Monitor the reconnect and disconnect metrics closely. A steady trickle of reconnections might indicate network instability. A sudden spike across all services points to a NATS server issue.

Use noEcho: true when your service publishes and subscribes to the same subjects. Without it, the service receives its own messages, which is rarely the desired behavior and wastes processing time.

Set maxReconnectAttempts: -1 in production but use a finite value (like 10) in development. In development, you want fast failure feedback; in production, you want infinite persistence.

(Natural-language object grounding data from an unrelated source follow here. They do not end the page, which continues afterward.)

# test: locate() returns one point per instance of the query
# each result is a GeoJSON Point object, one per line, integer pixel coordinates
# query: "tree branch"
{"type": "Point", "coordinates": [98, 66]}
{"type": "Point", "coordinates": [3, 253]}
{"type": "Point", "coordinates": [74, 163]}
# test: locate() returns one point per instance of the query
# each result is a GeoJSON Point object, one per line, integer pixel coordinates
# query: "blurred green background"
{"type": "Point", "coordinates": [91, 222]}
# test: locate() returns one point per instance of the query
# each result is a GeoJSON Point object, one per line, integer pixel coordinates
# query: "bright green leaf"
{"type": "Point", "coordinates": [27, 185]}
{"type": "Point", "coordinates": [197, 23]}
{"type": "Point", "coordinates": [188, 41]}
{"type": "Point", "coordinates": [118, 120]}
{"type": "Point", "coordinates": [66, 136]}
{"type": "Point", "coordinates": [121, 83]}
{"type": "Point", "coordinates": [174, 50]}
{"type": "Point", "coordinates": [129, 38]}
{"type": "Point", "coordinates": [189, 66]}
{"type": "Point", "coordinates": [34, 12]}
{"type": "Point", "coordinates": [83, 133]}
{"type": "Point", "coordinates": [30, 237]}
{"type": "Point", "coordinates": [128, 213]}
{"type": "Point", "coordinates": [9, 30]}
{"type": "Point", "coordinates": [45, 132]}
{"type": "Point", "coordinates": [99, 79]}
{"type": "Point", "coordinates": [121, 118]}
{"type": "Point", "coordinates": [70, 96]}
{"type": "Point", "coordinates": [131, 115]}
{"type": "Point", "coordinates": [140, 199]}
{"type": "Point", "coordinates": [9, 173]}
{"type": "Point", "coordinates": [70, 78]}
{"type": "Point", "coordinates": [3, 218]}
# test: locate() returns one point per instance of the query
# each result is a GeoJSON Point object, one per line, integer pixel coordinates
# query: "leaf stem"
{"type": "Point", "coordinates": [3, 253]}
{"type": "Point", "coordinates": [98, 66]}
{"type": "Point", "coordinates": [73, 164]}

Test your drain handling under load. Publish messages at a high rate, trigger a SIGTERM, and verify that all in-flight messages complete processing and no messages are lost. This test has caught subtle bugs in almost every messaging application we have built.

Conclusion

Connection management is the unglamorous but essential foundation of reliable NATS-based systems. The node-nats client provides all the primitives you need: automatic reconnection with jitter, cluster-aware server discovery, graceful drain shutdown, and comprehensive event monitoring. By configuring these capabilities correctly and handling errors at every level, you build applications that survive the inevitable disruptions of distributed infrastructure. The investment in robust connection management pays dividends every time a server restarts, a network flaps, or a cluster performs a rolling upgrade, and your application continues processing messages without missing a beat.